PPK Berdalih: Ada Adendum, Anggaran Tidak Cukup
Pejabat Pembuat Komitmen (PPK) proyek ini, Andri Setiyoko, mengaku telah menginstruksikan kontraktor untuk segera melakukan perbaikan. Namun, hingga kini masih menunggu jadwal Asphalt Mixing Plant (AMP) produksi.
Saat dikonfirmasi mengenai mengapa hasil pekerjaan tidak sesuai RAB, PPK mengakui bahwa proyek ini mengalami adendum kontrak, yang menyebabkan adanya perubahan spesifikasi.
"Iya, ada adendum karena harus menyesuaikan kondisi lapangan. Kondisi kanan dan kiri badan jalan juga tidak jauh berbeda, jadi jika keduanya dicor semua, anggarannya tidak cukup," ujar Andri.
Pernyataan ini semakin memperkuat dugaan bahwa proyek ini telah dikonsepkan untuk menguntungkan pihak tertentu, mengingat perubahan spesifikasi yang dilakukan justru menurunkan kualitas jalan, bukan menyesuaikannya dengan kebutuhan teknis yang lebih baik.
Saat ditanya mengenai kajian geoteknis, uji laboratorium material, serta mekanisme pengawasan proyek, PPK memilih menghindari pertanyaan dan tidak memberikan data yang dapat menjelaskan kelayakan pekerjaan ini.
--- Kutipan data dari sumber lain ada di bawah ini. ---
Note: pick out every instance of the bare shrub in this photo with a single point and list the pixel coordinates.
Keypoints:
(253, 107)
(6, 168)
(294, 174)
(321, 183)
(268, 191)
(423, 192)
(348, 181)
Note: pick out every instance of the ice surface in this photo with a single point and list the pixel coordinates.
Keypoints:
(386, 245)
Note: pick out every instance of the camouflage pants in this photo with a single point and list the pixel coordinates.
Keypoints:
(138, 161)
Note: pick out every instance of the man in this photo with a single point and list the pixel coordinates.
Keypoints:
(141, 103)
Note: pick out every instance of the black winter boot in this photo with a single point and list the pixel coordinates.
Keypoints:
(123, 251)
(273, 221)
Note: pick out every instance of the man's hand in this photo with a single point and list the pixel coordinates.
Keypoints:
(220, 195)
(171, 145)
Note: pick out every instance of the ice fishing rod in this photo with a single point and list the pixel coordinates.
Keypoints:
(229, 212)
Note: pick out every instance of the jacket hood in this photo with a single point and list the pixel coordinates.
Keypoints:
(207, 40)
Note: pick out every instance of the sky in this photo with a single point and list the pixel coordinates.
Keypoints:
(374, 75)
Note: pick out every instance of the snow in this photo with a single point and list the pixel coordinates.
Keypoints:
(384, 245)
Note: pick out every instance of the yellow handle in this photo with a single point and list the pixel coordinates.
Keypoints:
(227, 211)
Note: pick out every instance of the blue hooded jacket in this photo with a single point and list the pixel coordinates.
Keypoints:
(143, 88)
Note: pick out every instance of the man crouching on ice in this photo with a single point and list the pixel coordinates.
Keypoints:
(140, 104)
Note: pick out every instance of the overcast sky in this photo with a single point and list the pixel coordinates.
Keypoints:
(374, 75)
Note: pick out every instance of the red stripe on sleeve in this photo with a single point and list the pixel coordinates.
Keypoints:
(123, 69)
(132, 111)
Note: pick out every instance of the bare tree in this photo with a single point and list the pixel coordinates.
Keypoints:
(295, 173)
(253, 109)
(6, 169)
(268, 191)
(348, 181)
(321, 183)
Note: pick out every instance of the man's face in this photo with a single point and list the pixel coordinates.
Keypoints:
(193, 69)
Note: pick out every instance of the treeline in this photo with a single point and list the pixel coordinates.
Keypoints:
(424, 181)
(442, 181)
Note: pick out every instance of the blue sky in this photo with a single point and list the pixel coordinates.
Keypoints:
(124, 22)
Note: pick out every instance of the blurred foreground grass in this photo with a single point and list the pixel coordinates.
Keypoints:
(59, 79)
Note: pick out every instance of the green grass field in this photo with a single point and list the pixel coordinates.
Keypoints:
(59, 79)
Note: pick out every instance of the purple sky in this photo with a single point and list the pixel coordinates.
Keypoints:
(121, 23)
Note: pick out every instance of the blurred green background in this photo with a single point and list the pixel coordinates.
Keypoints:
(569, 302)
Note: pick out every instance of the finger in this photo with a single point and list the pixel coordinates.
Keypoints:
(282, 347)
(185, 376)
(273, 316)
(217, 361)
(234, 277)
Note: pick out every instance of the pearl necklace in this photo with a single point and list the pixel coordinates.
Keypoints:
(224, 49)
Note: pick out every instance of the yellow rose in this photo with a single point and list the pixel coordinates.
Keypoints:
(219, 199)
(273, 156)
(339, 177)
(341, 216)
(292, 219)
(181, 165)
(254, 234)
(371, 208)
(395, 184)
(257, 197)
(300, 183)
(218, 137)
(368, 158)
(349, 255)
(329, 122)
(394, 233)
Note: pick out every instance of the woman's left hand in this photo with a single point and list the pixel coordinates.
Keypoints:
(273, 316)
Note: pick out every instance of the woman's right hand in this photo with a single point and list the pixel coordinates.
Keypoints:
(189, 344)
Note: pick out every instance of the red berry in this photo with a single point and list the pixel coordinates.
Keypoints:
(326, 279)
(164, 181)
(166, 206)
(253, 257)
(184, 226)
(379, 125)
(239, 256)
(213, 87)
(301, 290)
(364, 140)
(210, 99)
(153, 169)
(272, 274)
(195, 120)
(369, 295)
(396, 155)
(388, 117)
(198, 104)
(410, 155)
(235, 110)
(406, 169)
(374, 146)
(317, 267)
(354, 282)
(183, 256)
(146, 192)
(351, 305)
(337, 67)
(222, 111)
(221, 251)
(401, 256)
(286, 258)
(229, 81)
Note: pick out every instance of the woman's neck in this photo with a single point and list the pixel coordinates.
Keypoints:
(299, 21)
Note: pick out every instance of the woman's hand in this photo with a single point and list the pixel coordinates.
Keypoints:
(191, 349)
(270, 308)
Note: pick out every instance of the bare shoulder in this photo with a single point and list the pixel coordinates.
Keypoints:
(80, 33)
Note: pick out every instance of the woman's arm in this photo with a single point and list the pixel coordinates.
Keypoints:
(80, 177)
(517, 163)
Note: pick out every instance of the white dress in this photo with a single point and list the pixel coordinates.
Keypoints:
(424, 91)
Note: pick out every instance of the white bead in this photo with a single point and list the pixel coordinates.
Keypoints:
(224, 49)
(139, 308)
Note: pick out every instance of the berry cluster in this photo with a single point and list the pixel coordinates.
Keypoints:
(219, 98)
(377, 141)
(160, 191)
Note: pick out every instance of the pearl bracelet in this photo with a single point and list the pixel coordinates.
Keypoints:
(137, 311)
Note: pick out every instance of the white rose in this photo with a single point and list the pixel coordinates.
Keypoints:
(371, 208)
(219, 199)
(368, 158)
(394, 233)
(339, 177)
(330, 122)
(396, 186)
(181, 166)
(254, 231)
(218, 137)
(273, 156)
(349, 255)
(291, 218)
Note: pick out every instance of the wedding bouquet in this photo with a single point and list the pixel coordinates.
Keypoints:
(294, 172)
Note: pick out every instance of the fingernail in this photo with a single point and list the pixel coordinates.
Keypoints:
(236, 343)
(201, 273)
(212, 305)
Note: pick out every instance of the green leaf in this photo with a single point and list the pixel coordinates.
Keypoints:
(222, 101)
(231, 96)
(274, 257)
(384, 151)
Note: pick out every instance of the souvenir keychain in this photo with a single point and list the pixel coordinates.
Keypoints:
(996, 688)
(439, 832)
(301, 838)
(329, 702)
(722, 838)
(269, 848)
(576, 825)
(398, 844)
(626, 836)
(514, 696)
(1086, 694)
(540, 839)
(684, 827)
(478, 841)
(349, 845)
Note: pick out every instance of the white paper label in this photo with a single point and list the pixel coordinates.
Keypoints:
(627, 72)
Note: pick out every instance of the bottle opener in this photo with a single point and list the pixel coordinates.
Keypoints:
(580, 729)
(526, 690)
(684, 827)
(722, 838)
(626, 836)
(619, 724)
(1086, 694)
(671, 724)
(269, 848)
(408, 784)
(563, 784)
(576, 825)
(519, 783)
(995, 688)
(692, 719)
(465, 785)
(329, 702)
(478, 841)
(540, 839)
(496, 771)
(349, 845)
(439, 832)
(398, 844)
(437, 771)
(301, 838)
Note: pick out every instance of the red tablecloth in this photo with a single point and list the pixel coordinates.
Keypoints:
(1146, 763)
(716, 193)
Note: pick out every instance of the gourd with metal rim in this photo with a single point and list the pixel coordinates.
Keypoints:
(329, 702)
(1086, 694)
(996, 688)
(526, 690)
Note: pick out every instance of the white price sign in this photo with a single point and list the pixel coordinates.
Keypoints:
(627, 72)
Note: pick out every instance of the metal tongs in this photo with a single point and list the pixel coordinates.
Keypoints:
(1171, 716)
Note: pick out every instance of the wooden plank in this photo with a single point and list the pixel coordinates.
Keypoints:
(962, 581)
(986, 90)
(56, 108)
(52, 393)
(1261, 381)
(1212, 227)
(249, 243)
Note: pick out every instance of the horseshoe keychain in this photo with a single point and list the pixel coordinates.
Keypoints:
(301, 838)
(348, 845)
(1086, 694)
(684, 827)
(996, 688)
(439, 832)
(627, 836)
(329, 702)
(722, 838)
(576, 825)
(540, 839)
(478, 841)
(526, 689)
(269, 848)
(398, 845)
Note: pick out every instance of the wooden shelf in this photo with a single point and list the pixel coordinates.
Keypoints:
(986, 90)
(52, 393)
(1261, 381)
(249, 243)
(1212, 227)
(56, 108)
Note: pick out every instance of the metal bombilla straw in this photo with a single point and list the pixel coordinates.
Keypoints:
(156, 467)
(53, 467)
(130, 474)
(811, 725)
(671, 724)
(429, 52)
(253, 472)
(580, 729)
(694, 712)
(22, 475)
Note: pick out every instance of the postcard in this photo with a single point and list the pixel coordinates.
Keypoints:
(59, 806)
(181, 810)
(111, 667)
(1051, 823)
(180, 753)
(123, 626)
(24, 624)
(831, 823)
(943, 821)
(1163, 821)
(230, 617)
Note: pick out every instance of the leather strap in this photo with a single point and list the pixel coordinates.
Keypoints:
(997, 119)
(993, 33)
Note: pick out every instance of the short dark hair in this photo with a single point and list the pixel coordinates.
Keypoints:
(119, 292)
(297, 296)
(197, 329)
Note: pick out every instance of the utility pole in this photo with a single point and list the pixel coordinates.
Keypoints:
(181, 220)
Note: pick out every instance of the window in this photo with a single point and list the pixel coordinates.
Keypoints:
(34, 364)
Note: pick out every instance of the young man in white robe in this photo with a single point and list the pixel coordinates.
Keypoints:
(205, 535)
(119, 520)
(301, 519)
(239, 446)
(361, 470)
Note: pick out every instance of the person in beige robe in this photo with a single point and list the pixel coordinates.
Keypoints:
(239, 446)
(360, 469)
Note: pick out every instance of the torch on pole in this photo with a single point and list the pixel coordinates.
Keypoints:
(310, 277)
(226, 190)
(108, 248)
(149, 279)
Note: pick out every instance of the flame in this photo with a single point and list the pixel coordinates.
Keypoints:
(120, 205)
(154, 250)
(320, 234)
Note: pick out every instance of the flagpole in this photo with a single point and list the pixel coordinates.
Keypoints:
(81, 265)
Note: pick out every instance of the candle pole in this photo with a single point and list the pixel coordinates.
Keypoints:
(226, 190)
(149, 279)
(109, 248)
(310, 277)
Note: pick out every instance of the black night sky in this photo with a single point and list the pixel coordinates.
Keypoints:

Indikasi Korupsi dan Manipulasi Proyek
Dugaan adanya konsolidasi antara PPK dan kontraktor semakin kuat, mengingat proyek ini berpotensi melanggar berbagai regulasi, antara lain:
- Peraturan Presiden No. 16 Tahun 2018 tentang Pengadaan Barang/Jasa Pemerintah, yang mewajibkan pekerjaan konstruksi memenuhi spesifikasi kontrak.
- Undang-Undang No. 2 Tahun 2017 tentang Jasa Konstruksi, yang menegaskan tanggung jawab penyedia jasa atas mutu pekerjaan, termasuk masa pemeliharaan.
- Permen PUPR No. 14 Tahun 2020 tentang Standar Pengadaan Jasa Konstruksi, yang mengatur uji laboratorium material dan kajian geoteknis sebelum proyek dinyatakan selesai.
- Permen PUPR No. 13 Tahun 2020 tentang Sistem Manajemen Keselamatan Konstruksi, yang mewajibkan adanya standar keselamatan dan ketahanan jalan dalam setiap proyek infrastruktur.
Jika terbukti ada unsur manipulasi dalam pengerjaan proyek ini, maka hal ini bisa masuk dalam kategori tindak pidana korupsi, sebagaimana diatur dalam Undang-Undang No. 31 Tahun 1999 tentang Pemberantasan Tindak Pidana Korupsi, yang menyatakan bahwa setiap orang yang menggunakan wewenangnya untuk memperkaya diri sendiri atau pihak lain dan merugikan negara dapat dipidana.
Desakan Audit dan Investigasi Lebih Lanjut
Dengan adanya dugaan kolusi dan manipulasi proyek, diharapkan instansi terkait Dinas Pekerjaan Umum, APIP, BPK, dan aparat penegak hukum segera melakukan audit teknis dan investigasi mendalam. Jika terbukti ada unsur pelanggaran hukum, pihak yang terlibat harus diberikan sanksi tegas, termasuk pemutusan kontrak kerja dan tindakan hukum sesuai peraturan yang berlaku.